Ma questa è davvero una contraddizione?  Esiste davvero questa dinamica contraddittoria?

Se evitiamo di personificare surrettiziamente la Tecnica come un’entità astratta, dotata di intelligenza propria come le intelligenze angeliche rinascimentali, la contraddizione non si pone.

E non si pone appunto perché un mezzo – a meno che non si tratti di un soggetto intelligente utilizzato come mezzo (uno schiavo o un impiegato) –, non può avere uno scopo intrinseco; la presenza di uno scopo richiede necessariamente che esso sia posto da un soggetto dotato di identità personale. Lo schiavo vuole scappare mentre lavora nella piantagione, invece la macchina a vapore o il brevetto ingegneristico depositato evidentemente non hanno nessuna volontà intrinseca.

Pertanto, esemplificando,  è certamente vero che un ipotetico petroliere potrebbe sapere di avere la capacità tecnologica di avviare una ricerca ingegneristica per produrre energia da fonti alternative; ma fintanto che egli rimane capitalista non si contraddice e non si contraddirebbe nemmeno se volesse smettere di essere un capitalista per investire tutto sulla ricerca tecnologica. Si contraddirebbe soltanto qualora volesse continuare ad essere un petroliere capitalista e simultaneamente regalasse all’umanità una tecnologia per ricavare energia alternativa.

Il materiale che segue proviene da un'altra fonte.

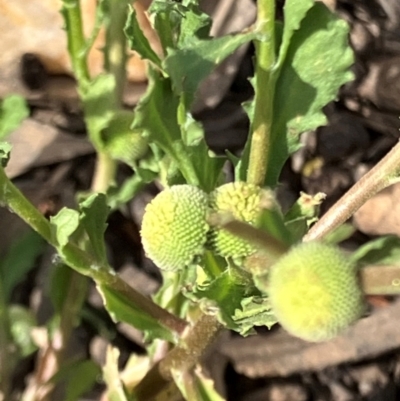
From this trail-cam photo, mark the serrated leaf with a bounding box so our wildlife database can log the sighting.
[265,3,354,185]
[150,2,182,51]
[98,284,175,342]
[79,193,109,264]
[276,0,314,68]
[124,5,162,68]
[50,208,80,248]
[0,229,44,301]
[131,69,201,186]
[178,0,211,44]
[183,118,225,192]
[150,0,211,52]
[351,235,400,266]
[192,268,274,335]
[233,296,276,329]
[241,3,354,186]
[0,95,29,139]
[132,69,181,153]
[163,31,257,108]
[81,74,116,149]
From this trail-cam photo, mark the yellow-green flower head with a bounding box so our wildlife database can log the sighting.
[208,182,263,259]
[267,242,365,342]
[141,185,209,271]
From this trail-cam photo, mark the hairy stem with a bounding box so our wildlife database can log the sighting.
[91,151,117,193]
[304,141,400,242]
[62,0,90,86]
[247,0,276,186]
[62,0,119,193]
[132,314,223,401]
[104,0,130,109]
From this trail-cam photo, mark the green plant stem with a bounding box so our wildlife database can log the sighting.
[208,213,288,258]
[0,167,188,336]
[247,0,276,187]
[97,0,130,192]
[105,0,130,109]
[304,141,400,242]
[132,314,223,401]
[91,151,117,193]
[63,0,118,193]
[62,0,90,86]
[62,245,187,335]
[0,169,53,244]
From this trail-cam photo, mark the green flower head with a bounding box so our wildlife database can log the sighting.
[141,185,209,271]
[208,181,263,259]
[267,242,365,342]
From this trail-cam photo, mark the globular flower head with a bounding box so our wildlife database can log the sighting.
[140,185,209,271]
[208,182,263,259]
[266,242,365,342]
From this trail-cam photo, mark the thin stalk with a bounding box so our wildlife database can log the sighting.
[91,151,117,193]
[132,314,223,401]
[104,0,130,109]
[61,245,187,335]
[304,141,400,242]
[208,213,289,258]
[0,167,53,244]
[62,0,90,86]
[0,167,187,335]
[63,0,119,193]
[93,0,130,192]
[247,0,276,186]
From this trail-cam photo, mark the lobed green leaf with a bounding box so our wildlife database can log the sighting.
[265,3,354,185]
[192,267,275,335]
[164,31,257,108]
[124,5,162,68]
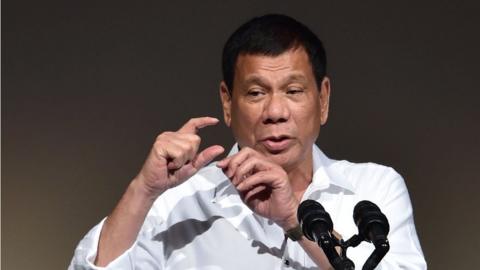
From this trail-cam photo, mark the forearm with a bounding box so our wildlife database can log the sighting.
[280,216,333,270]
[95,178,159,267]
[297,236,334,270]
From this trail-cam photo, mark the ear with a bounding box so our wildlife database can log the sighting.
[219,81,232,127]
[319,76,331,125]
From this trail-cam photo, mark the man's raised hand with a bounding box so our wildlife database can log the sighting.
[95,118,223,266]
[136,117,224,198]
[217,147,299,230]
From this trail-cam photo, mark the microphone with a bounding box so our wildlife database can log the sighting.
[297,200,333,241]
[353,201,390,270]
[298,200,354,270]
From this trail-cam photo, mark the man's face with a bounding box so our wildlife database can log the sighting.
[220,47,330,171]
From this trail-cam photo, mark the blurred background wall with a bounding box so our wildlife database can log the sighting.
[3,1,480,269]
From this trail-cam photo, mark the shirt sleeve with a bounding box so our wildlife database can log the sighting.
[67,173,206,270]
[68,218,134,270]
[68,214,165,270]
[375,169,427,269]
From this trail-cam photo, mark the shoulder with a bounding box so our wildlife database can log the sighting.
[339,160,402,183]
[314,146,406,193]
[326,158,415,219]
[330,158,408,198]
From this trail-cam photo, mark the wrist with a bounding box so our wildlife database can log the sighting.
[285,223,304,241]
[280,214,300,231]
[130,177,162,203]
[281,200,303,241]
[278,198,300,231]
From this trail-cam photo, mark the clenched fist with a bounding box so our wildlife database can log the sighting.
[136,117,225,198]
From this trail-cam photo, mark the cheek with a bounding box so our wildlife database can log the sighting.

Visto che di “contraddizione” non si tratta, si deve quindi parlare di “conflitto” tra il capitalismo (con rispettivo apparato tecnologico) e un gruppo di soggetti consapevoli del fatto che la tecnica potrebbe essere impegnata per raggiungere un mondo produttivo più efficiente sotto diversi rispetti di quello attualmente presente.

Insomma, si tratta da ultimo di un conflitto analogo a quello tra gruppi umani che vogliono costruire un palazzo e quelli che vogliono piantare alberi al suo posto o difendere le foche bianche.

A questo punto un’obiezione al nostro discorso potrebbe configurarsi nel seguente modo: concesso che la Tecnica non può essere personificata, allora si dirà che il capitalismo è costretto ad usare e vendere  la tecnica, ma in tal modo è costretto ad informare le masse delle sue potenzialità.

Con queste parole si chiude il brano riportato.